Correio Braziliense
A história mostra que, além da educação, é
preciso liberdade para fazer florescer a criatividade, que a cooperação
internacional é necessária para aproveitar recursos externos, e a democracia,
para corrigir rumos errados
Na última edição de 2023 do Correio Braziliense, o jornalista Luiz Carlos Azedo provocou nominalmente este leitor a refletir sobre o papel da educação na construção do futuro do Brasil. Entre envaidecido e comprometido, respondo que apenas educação não é suficiente, mas é absolutamente necessária para construir um país rico, democrático, justo, sustentável e pacífico. A his tória mostra que, além da educação, é preciso liberdade para fazer florescer a criatividade, que a cooperação internacional é necessária para aproveitar recursos externos, e a democracia, para corrigir rumos errados, mas a educação é o eixo central para enfrentar cada problema brasileiro e construir o progresso, especialmente nestes tempos em que a economia é baseada no conhecimento.
O Brasil tem o PIB elevado, mas não sai da
armadilha da baixa renda per capita, por depender de aumento na produtividade,
devido sobretudo à falta de educação em geral e sua vertente
profissionalizante. Temos imensa renda social por causa do tamanho da população
e do potencial natural, mas não conseguimos sair de sua perversa concentração,
nem da baixa renda per capita. Em consequência, temos os péssimos indicadores
sociais, todos vinculados à falta de educação de base. O desemprego depende,
por um lado, de investimentos para criar vagas, e, por outro, do preparo
profissional para preencher vagas criadas e preparar o trabalhador a adaptar-se
à evolução tecnológica.

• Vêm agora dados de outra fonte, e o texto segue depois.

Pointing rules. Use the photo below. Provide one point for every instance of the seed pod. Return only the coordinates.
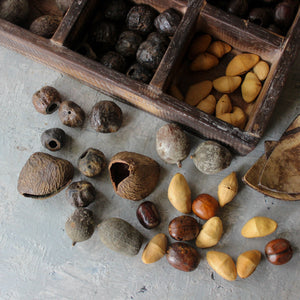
(53, 139)
(120, 236)
(81, 193)
(133, 176)
(71, 114)
(46, 100)
(227, 189)
(91, 162)
(80, 226)
(45, 26)
(106, 117)
(155, 249)
(172, 144)
(44, 175)
(179, 194)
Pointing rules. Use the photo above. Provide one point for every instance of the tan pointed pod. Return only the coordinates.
(155, 249)
(227, 189)
(219, 48)
(210, 234)
(227, 84)
(241, 64)
(203, 62)
(258, 227)
(44, 175)
(247, 262)
(134, 176)
(179, 194)
(208, 104)
(251, 87)
(223, 264)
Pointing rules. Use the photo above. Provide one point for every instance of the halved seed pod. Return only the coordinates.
(44, 175)
(133, 176)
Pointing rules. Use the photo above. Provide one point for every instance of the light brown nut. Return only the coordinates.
(258, 227)
(155, 249)
(210, 234)
(179, 194)
(247, 262)
(223, 264)
(241, 64)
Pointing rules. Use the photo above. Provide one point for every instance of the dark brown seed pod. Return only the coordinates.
(133, 176)
(167, 22)
(140, 73)
(106, 117)
(184, 228)
(183, 257)
(71, 114)
(147, 215)
(46, 100)
(80, 225)
(44, 175)
(81, 193)
(114, 60)
(45, 26)
(140, 18)
(128, 43)
(91, 162)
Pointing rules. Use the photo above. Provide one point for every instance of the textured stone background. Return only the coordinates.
(37, 260)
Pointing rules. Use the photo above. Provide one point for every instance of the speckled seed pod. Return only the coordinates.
(45, 26)
(81, 193)
(53, 139)
(80, 225)
(71, 114)
(106, 117)
(46, 100)
(91, 162)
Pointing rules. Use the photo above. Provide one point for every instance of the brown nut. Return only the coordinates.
(46, 100)
(205, 206)
(279, 251)
(184, 228)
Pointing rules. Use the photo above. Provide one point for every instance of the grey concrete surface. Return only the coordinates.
(37, 260)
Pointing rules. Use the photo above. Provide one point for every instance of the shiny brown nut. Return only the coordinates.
(183, 257)
(279, 251)
(71, 114)
(46, 100)
(184, 228)
(147, 215)
(205, 206)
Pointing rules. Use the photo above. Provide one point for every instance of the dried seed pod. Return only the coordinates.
(106, 117)
(81, 193)
(53, 139)
(167, 22)
(227, 189)
(120, 236)
(44, 175)
(172, 144)
(45, 26)
(128, 43)
(91, 162)
(46, 100)
(140, 18)
(71, 114)
(133, 176)
(155, 249)
(80, 225)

O Brasil tem potencial para ser líder na nova indústria
digital e sustentável, cuja base está no desenvolvimento científico e
tecnológico que exige aproveitar todos os cérebros, não deixando nenhuma
criança para trás em sua educação de base.
Apesar de décadas de crescimento econômico,
dezenas de conquistas trabalhistas e diversos programas de assistência social,
a pobreza e a desigualdade persistem no Brasil porque a distribuição de renda e
dos benefícios sociais decorre da distribuição do conhecimento, graças ao
acesso à escola com a mesma qualidade, independentemente da renda e do endereço
da criança. A pobreza e a desigualdade só serão enfrentadas corretamente quando
o Brasil superar seu sistema escolar dividido em "escolas senzala" e
"escolas casa grande".
Nos últimos anos, vimos a fragilidade de
nossa democracia, porque não basta ter Constituição cidadã se ela não for
internalizada na alma da nação, graças à educação com qualidade e equidade. É a
educação que fortalece e humaniza a democracia, transformando-a de um texto
escrito em um guia da nação. Os constituintes fazem a Constituição, mas são os
professores que a incorporam na alma do povo. Depois de 40 anos, temos uma
democracia bárbara que divide as cidades na apartação de condomínios e
ocupações, oferece os serviços sociais de qualidade, especialmente educação,
apenas à parte rica da população. Sua transformação em democracia civilizada
passa por educação de qualidade para todos.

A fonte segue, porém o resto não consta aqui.